Dust and dirt from ripping ground?

I am trying to make a scene like in this video here:


I know it would be practically impossible for me to get to this level of realism in an earthquake, but one thing that i noticed added a ton of realism was the dirt and dust from the ripping pieces of ground. does any body know how I can do that? also, other tips recreating a similar scene. This might be of help too:

Well, offhand I would start by taking a flat plane and carving it up into randomly connected line-segments. (Undoubtedly there’s a “shatter” script for that.) Then, this is extruded downward to form three-dimensional shapes. Next, each of the polygons cum shapes is separated to form a distinct object.

When they are perfectly aligned, as in their starting position, they form a cohesive whole. There literally is no “gap” between them. But now you can animate them, e.g. with Physics, so that they split apart, crumble into the nether-regions, or what have you.

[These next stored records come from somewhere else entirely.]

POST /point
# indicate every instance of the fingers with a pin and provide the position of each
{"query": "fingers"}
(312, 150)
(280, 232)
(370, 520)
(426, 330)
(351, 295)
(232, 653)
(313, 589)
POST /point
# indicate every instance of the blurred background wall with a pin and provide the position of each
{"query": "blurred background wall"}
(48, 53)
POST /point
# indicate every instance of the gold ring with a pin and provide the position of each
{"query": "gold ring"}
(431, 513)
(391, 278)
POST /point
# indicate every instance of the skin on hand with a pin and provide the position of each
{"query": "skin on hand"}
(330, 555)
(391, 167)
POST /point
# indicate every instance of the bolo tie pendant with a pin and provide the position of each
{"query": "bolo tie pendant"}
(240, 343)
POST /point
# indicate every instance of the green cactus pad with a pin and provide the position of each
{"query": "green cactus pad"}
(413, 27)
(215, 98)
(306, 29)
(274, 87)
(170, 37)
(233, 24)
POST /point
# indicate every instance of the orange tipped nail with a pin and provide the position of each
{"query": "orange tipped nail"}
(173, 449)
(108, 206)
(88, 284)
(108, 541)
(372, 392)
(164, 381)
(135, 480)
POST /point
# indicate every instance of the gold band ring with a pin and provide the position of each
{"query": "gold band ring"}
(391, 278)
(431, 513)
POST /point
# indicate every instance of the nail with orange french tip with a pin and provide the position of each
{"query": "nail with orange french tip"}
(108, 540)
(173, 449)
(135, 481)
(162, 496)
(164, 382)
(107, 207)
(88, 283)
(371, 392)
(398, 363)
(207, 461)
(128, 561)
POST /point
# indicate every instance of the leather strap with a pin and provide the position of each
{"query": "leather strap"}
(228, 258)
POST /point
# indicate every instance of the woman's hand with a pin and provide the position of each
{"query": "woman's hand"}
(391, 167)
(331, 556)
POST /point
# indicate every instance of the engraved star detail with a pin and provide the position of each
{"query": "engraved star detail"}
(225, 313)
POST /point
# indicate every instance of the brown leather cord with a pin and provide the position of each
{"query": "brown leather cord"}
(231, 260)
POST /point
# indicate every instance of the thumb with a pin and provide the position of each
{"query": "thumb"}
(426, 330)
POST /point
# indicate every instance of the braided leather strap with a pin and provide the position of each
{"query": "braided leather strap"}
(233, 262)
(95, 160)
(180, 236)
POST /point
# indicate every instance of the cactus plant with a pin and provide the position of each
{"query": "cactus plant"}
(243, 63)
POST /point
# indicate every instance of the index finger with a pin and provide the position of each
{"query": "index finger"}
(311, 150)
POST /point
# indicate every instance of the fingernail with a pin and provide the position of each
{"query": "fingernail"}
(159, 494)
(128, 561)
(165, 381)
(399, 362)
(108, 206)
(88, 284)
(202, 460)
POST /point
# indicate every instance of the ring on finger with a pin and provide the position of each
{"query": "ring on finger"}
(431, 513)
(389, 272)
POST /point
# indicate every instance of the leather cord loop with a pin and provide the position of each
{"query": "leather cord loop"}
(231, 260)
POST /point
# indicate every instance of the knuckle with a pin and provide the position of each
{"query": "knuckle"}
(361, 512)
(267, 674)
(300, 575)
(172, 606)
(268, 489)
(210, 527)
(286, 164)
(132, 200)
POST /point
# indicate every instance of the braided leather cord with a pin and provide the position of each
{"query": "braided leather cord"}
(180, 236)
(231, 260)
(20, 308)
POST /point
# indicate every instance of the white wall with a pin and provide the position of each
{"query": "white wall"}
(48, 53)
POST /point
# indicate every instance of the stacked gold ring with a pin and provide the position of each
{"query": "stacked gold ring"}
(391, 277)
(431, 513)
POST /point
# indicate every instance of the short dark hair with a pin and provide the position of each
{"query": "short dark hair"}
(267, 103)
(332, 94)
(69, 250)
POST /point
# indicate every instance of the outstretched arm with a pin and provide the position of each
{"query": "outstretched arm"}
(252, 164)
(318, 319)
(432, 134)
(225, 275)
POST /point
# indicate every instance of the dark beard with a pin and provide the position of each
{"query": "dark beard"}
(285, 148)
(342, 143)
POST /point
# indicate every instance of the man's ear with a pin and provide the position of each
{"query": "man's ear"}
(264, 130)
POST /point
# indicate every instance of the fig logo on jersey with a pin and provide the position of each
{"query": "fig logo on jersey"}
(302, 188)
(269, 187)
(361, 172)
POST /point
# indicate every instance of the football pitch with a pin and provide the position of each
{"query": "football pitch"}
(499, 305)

The basic technique that is being used here is simulation: the animation probably isn’t generated by keyframing (although a good bit of refinement might be done that way). Instead, this is (in the world of Blender) the domain of particle-sims, the Bullet physics engine, and a whole lot of Python code. However, since this is an open-source world, people share that kind of stuff quite freely.

There are many, many composite layers that go into an effects-shot like that: sometimes several hundred. For example, there will be lots of particle-driven action, smoke, flying objects, body parts, “dogs and cats living together … real Wrath of God stuff …” :slight_smile: And this is all built-up one bit at a time.